Ray Mears Wild Australia Episode 1

The very first episode of Ray’s brand new Wild Australia series was broadcast at 8:00 PM on Monday 25th April on ITV1. If you missed it, you can now watch it online via the ITV Player for a limited period of time by clicking on the image above. In this episode, Ray embarks on a marine adventure that promises humpback whales, giant turtles and an abundance of exotic fish and birds, as he explores the Great Barrier Reef.

Starting on the Queensland mainland, Ray takes a boat out to Hervey Bay with whale expert Wally Franklin. Renowned as one of the best places in the world to find humpback whales, Hervey Bay is visited by these majestic creatures every year as they make an extraordinary 5,000 km migration from their tropical breeding area north of where Ray is, to the feeding grounds in Antarctica. It’s the longest migration made by any animal, and on the arduous journey the whales make just one stop, at Hervey Bay.

With Wally’s expert knowledge of the waters, it isn’t long before Ray makes his first sighting, as he witnesses a mother humpback whale teaching her three-month-old calf the moves needed to survive the long migration to Antarctica.

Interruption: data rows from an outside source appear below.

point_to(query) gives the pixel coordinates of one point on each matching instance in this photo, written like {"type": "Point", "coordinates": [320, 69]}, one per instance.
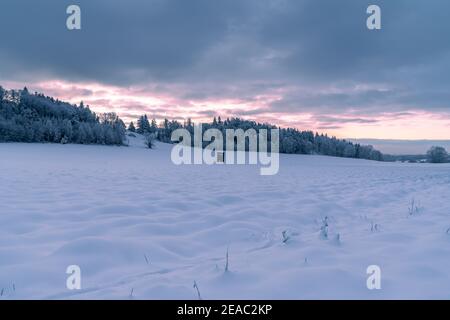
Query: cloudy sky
{"type": "Point", "coordinates": [310, 64]}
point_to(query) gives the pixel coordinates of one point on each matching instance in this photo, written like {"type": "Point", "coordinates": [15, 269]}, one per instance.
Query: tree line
{"type": "Point", "coordinates": [26, 117]}
{"type": "Point", "coordinates": [292, 141]}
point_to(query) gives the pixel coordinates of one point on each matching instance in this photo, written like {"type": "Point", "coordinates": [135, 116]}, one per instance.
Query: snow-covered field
{"type": "Point", "coordinates": [140, 227]}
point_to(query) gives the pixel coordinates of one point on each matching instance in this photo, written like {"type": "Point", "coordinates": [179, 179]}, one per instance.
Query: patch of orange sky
{"type": "Point", "coordinates": [131, 102]}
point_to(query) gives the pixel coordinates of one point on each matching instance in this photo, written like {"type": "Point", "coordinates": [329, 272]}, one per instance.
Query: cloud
{"type": "Point", "coordinates": [270, 59]}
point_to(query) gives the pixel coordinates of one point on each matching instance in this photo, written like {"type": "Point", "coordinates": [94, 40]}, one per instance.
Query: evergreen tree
{"type": "Point", "coordinates": [131, 127]}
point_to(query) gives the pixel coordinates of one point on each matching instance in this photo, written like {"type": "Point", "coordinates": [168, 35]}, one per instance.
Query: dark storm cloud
{"type": "Point", "coordinates": [240, 49]}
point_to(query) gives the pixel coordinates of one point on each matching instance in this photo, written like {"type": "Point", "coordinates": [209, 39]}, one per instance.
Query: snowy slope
{"type": "Point", "coordinates": [133, 221]}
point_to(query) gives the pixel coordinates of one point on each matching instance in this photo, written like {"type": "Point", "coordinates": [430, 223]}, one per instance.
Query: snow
{"type": "Point", "coordinates": [135, 222]}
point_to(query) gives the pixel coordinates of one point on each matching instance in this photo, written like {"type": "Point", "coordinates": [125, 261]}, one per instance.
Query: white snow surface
{"type": "Point", "coordinates": [141, 227]}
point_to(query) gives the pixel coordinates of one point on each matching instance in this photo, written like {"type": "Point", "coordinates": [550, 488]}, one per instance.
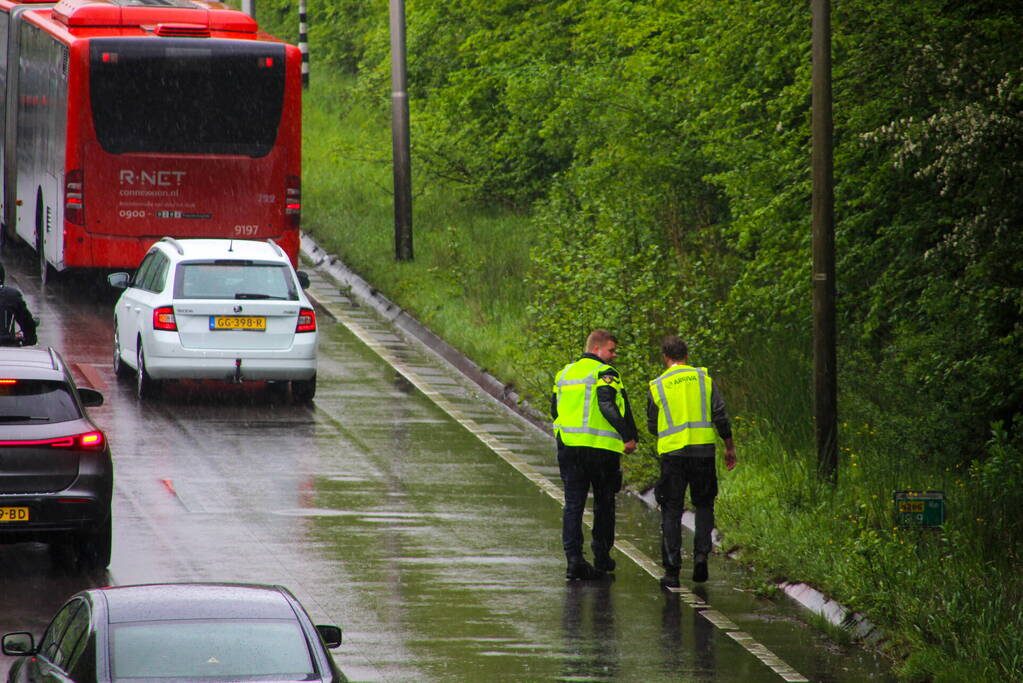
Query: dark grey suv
{"type": "Point", "coordinates": [55, 469]}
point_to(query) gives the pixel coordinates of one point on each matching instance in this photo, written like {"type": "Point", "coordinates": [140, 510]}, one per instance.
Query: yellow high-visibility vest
{"type": "Point", "coordinates": [683, 418]}
{"type": "Point", "coordinates": [580, 421]}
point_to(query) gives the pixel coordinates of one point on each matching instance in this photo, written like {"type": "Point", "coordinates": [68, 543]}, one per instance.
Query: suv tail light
{"type": "Point", "coordinates": [307, 321]}
{"type": "Point", "coordinates": [75, 196]}
{"type": "Point", "coordinates": [293, 202]}
{"type": "Point", "coordinates": [163, 318]}
{"type": "Point", "coordinates": [89, 441]}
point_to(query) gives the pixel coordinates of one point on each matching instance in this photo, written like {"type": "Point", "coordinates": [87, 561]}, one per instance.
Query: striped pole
{"type": "Point", "coordinates": [304, 43]}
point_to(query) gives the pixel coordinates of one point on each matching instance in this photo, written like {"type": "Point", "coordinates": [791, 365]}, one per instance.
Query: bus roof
{"type": "Point", "coordinates": [163, 16]}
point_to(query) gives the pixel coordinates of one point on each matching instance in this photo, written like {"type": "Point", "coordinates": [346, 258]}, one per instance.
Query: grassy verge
{"type": "Point", "coordinates": [464, 281]}
{"type": "Point", "coordinates": [950, 603]}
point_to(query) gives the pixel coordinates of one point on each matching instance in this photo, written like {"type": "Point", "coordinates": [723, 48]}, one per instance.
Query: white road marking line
{"type": "Point", "coordinates": [724, 624]}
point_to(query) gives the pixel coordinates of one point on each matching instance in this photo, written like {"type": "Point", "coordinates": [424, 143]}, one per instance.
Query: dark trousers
{"type": "Point", "coordinates": [700, 475]}
{"type": "Point", "coordinates": [582, 468]}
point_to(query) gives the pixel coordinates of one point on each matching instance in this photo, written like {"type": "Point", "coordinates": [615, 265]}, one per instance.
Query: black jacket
{"type": "Point", "coordinates": [624, 424]}
{"type": "Point", "coordinates": [12, 304]}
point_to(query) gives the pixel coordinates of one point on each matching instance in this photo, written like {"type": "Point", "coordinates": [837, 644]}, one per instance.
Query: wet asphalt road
{"type": "Point", "coordinates": [387, 516]}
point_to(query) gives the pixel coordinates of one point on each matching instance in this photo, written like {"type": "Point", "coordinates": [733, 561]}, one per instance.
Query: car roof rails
{"type": "Point", "coordinates": [175, 243]}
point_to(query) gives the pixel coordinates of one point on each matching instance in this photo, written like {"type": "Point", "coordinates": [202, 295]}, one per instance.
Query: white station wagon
{"type": "Point", "coordinates": [215, 309]}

Watching such a young calf master her whale moves has been a unique experience for me. It’s like seeing a toddler take its first steps and that’s a very special moment to witness.”

Ray then flies out to Lady Elliot Island, first appearing above sea-level some 3,500 years ago and located at the southernmost tip of the Great Barrier Reef; it is one of the most complex and diverse eco-systems on the planet, with over 12,000 species of marine life.

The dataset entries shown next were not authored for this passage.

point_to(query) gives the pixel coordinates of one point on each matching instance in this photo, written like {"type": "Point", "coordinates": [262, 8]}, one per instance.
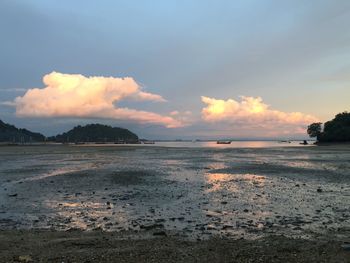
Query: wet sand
{"type": "Point", "coordinates": [98, 246]}
{"type": "Point", "coordinates": [162, 198]}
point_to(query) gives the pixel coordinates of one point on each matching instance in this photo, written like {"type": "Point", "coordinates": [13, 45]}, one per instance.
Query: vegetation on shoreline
{"type": "Point", "coordinates": [336, 130]}
{"type": "Point", "coordinates": [89, 133]}
{"type": "Point", "coordinates": [96, 133]}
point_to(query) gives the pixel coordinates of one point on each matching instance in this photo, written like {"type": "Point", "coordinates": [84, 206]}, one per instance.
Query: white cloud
{"type": "Point", "coordinates": [251, 113]}
{"type": "Point", "coordinates": [74, 95]}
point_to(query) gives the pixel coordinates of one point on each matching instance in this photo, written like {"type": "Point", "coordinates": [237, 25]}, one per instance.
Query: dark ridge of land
{"type": "Point", "coordinates": [98, 246]}
{"type": "Point", "coordinates": [96, 133]}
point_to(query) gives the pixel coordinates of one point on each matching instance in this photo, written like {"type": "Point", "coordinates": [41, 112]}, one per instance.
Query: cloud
{"type": "Point", "coordinates": [74, 95]}
{"type": "Point", "coordinates": [251, 113]}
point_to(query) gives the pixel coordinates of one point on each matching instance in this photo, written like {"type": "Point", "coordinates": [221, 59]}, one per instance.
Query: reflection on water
{"type": "Point", "coordinates": [197, 191]}
{"type": "Point", "coordinates": [233, 182]}
{"type": "Point", "coordinates": [210, 144]}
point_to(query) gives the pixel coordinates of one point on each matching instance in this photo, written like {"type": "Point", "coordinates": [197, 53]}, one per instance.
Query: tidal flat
{"type": "Point", "coordinates": [249, 196]}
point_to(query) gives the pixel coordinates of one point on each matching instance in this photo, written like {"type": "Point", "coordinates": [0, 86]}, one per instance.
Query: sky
{"type": "Point", "coordinates": [175, 69]}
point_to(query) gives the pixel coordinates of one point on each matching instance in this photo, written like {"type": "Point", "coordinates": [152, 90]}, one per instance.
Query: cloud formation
{"type": "Point", "coordinates": [74, 95]}
{"type": "Point", "coordinates": [252, 112]}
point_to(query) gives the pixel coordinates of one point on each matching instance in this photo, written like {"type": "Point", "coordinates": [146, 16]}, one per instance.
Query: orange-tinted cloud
{"type": "Point", "coordinates": [253, 112]}
{"type": "Point", "coordinates": [74, 95]}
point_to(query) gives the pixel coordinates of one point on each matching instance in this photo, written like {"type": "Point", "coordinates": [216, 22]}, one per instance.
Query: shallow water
{"type": "Point", "coordinates": [191, 191]}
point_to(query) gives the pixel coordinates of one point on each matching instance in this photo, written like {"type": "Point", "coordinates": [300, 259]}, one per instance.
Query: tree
{"type": "Point", "coordinates": [314, 129]}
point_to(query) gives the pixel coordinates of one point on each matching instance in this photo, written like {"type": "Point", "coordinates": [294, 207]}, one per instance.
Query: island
{"type": "Point", "coordinates": [96, 133]}
{"type": "Point", "coordinates": [336, 130]}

Ray Mears - Great Barrier Reef

It’s here that Ray goes scuba diving on the coral reef and discovers giant turtles and shoals of big-eyed trevally fish, but there’s one fish that Ray really wants to see – the manta ray, the gentle giant of the reef – and he does not leave disappointed.

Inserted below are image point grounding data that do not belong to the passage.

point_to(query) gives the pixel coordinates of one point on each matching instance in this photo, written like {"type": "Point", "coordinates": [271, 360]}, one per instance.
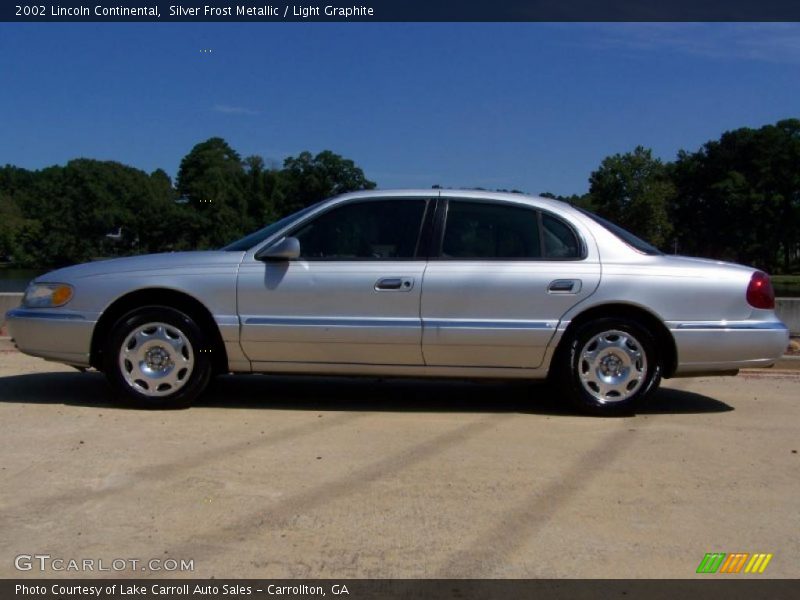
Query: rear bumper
{"type": "Point", "coordinates": [721, 346]}
{"type": "Point", "coordinates": [53, 334]}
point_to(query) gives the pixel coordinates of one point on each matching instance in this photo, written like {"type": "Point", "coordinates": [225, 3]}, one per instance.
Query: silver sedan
{"type": "Point", "coordinates": [416, 283]}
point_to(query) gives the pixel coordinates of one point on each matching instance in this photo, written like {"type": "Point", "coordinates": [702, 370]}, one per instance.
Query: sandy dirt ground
{"type": "Point", "coordinates": [274, 477]}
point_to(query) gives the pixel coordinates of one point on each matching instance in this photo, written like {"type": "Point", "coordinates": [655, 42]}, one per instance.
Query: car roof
{"type": "Point", "coordinates": [537, 201]}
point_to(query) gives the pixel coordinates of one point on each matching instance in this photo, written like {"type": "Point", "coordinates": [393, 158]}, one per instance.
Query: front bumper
{"type": "Point", "coordinates": [53, 334]}
{"type": "Point", "coordinates": [723, 346]}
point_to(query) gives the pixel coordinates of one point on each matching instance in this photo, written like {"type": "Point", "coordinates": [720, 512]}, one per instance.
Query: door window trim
{"type": "Point", "coordinates": [423, 235]}
{"type": "Point", "coordinates": [441, 226]}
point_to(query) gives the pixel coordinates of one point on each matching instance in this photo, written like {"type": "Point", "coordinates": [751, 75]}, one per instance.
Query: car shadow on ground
{"type": "Point", "coordinates": [344, 394]}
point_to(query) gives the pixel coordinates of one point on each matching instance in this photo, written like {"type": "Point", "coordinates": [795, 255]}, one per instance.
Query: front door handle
{"type": "Point", "coordinates": [394, 284]}
{"type": "Point", "coordinates": [564, 286]}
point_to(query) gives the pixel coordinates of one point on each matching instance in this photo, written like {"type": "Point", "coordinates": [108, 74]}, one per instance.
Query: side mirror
{"type": "Point", "coordinates": [284, 249]}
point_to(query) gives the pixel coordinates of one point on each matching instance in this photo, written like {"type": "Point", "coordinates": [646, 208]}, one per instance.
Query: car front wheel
{"type": "Point", "coordinates": [158, 357]}
{"type": "Point", "coordinates": [613, 365]}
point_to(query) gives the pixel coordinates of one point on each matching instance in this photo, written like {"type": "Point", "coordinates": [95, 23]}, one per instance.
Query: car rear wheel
{"type": "Point", "coordinates": [612, 366]}
{"type": "Point", "coordinates": [158, 358]}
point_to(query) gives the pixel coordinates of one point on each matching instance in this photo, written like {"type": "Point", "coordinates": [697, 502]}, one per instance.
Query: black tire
{"type": "Point", "coordinates": [157, 357]}
{"type": "Point", "coordinates": [614, 382]}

It’s not just the marine life that depends on the reef; the island really belongs to the birds, with over 200 species of birds being found here. Ray discovers that in the 19th century the island’s vegetation was virtually destroyed by miners digging for bird droppings (or guano), which were prized as a fertiliser and used in gunpowder. Over the last 10 years a team of passionate conservationists have been restoring the island’s trees.

Helping marine biologist Maggie O’Neal plant a pisonia tree, Ray finds out how that particular species of tree can actually kill the black noddy birds that nest in them in order to use their corpses as a fertile compost, given the unforgiving ground of a coral island.

As Ray says: “Nature does have a dark side sometimes.”